Text mining (TM) has been one of the most frequently discussed methodologies in the humanities in the last year, along with many tools can help with some basic and some not so basic TM methodologies. Although it may seem like overkill, learning how to use the statistical software package R for TM is a great way to learn more about some fundamental processes and how you can get more control over your own TM explorations.
This introductory workshop will demonstrate how to:
install R
use the R console (like the command line)
create a set of text files to explore
explore the basic TM features
create a visualization of document similarity
Fred: I’ll be there. I’ve been using R for charting data and for making maps. I’d like to learn how you do text mining with R, and perhaps we can talk about R more generally.
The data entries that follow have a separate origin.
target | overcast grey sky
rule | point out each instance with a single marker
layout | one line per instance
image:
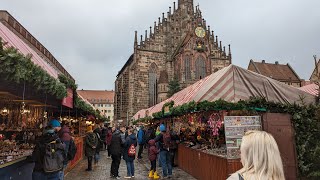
(93, 39)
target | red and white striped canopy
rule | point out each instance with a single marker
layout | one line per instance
(12, 40)
(232, 84)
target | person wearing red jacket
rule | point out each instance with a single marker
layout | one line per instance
(152, 154)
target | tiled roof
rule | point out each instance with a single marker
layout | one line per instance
(281, 72)
(163, 77)
(97, 96)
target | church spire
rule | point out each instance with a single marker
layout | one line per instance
(135, 39)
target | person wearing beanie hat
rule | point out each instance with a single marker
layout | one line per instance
(164, 139)
(91, 143)
(89, 129)
(55, 124)
(38, 154)
(162, 128)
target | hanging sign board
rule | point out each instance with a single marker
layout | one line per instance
(68, 101)
(235, 128)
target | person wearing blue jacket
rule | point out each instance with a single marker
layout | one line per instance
(141, 142)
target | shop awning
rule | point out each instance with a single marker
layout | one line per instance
(12, 39)
(232, 84)
(311, 89)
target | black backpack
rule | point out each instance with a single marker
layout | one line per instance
(53, 157)
(72, 151)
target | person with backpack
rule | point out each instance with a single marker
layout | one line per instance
(129, 153)
(152, 154)
(104, 131)
(115, 151)
(91, 143)
(48, 155)
(141, 141)
(164, 139)
(108, 141)
(97, 132)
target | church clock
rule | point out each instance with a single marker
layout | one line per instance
(200, 32)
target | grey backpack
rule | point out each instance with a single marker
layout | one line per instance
(53, 157)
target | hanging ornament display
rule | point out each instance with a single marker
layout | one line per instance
(4, 112)
(215, 123)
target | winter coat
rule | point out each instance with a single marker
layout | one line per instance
(141, 138)
(108, 137)
(131, 139)
(97, 132)
(91, 144)
(39, 150)
(116, 143)
(153, 150)
(104, 133)
(64, 134)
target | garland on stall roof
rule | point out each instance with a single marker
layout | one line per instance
(17, 68)
(305, 119)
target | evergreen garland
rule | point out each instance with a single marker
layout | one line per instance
(305, 119)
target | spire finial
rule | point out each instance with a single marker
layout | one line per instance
(150, 31)
(146, 36)
(135, 38)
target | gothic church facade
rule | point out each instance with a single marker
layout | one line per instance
(180, 45)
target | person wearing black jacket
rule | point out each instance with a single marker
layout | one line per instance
(38, 154)
(115, 151)
(97, 132)
(104, 131)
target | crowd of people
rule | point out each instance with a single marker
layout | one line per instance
(260, 155)
(122, 142)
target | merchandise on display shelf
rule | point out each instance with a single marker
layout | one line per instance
(235, 128)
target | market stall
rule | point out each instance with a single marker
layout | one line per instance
(212, 115)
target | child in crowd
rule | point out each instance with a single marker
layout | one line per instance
(152, 152)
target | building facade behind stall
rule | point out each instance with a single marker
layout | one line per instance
(281, 72)
(179, 45)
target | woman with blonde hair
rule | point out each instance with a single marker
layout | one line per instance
(260, 158)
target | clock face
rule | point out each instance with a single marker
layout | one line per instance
(200, 32)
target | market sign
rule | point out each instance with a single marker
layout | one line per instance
(235, 128)
(68, 101)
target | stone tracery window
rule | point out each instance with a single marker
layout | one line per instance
(200, 68)
(187, 68)
(152, 84)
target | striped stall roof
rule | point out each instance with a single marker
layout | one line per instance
(311, 89)
(12, 40)
(232, 84)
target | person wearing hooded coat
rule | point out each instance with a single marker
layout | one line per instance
(115, 151)
(131, 139)
(91, 143)
(38, 154)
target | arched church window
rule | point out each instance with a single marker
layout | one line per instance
(187, 68)
(200, 68)
(152, 84)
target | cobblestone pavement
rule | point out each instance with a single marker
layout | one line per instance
(101, 171)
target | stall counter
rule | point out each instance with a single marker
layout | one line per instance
(206, 166)
(79, 141)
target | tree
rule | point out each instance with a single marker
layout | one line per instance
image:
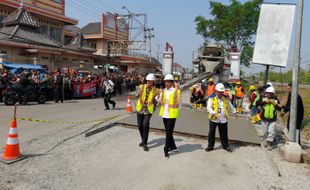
(233, 24)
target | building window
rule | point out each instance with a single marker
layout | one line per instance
(110, 21)
(1, 18)
(93, 45)
(43, 29)
(55, 34)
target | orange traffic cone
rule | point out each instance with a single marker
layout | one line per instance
(11, 152)
(129, 107)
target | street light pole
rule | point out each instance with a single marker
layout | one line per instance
(294, 93)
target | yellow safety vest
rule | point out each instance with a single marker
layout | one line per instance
(215, 106)
(150, 100)
(269, 110)
(173, 104)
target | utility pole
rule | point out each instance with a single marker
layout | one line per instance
(294, 94)
(266, 75)
(148, 36)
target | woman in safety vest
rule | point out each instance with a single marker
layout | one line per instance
(170, 102)
(270, 104)
(219, 107)
(254, 108)
(239, 93)
(145, 108)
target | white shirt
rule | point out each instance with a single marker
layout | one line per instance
(166, 106)
(222, 117)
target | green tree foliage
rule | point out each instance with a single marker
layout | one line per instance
(233, 24)
(304, 76)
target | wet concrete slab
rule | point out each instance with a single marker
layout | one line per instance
(194, 122)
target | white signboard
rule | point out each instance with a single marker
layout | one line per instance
(274, 33)
(234, 65)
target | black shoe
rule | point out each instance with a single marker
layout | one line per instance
(145, 148)
(208, 149)
(228, 149)
(175, 149)
(166, 154)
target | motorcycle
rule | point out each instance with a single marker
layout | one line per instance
(32, 93)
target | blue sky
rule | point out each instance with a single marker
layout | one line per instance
(172, 20)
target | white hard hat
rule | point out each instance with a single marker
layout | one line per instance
(169, 77)
(150, 77)
(220, 87)
(271, 90)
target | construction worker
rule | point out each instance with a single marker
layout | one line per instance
(210, 88)
(254, 98)
(170, 103)
(300, 112)
(233, 92)
(197, 96)
(219, 108)
(270, 104)
(239, 93)
(145, 108)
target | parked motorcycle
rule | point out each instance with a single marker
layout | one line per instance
(32, 93)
Hi Fred, this looks great. I’ve been meaning to jump into R for a while, maybe this will be the spark I need. Should we supply our own text files, or will you have a set to work with?
@Lincoln: great! do be warned that this is incredibly introductory, but i’m certainly looking forward to hearing more about how you use R for mapping. Hopefully the session can branch out from my simple walk-thru.
@Zach: great question. i’ll supply a few trivial sets of texts for us to play with, but it would be fun to have your own as well, even if just a handful of to get practice working on a new set.
I wish I could be at THATCamp Prime this year, but since I can’t, I’ll at least contribute a suggestion: use RStudio (www.rstudio.com/ ) as the integrated development environment. It’s the best I’ve used in my (limited) R experience.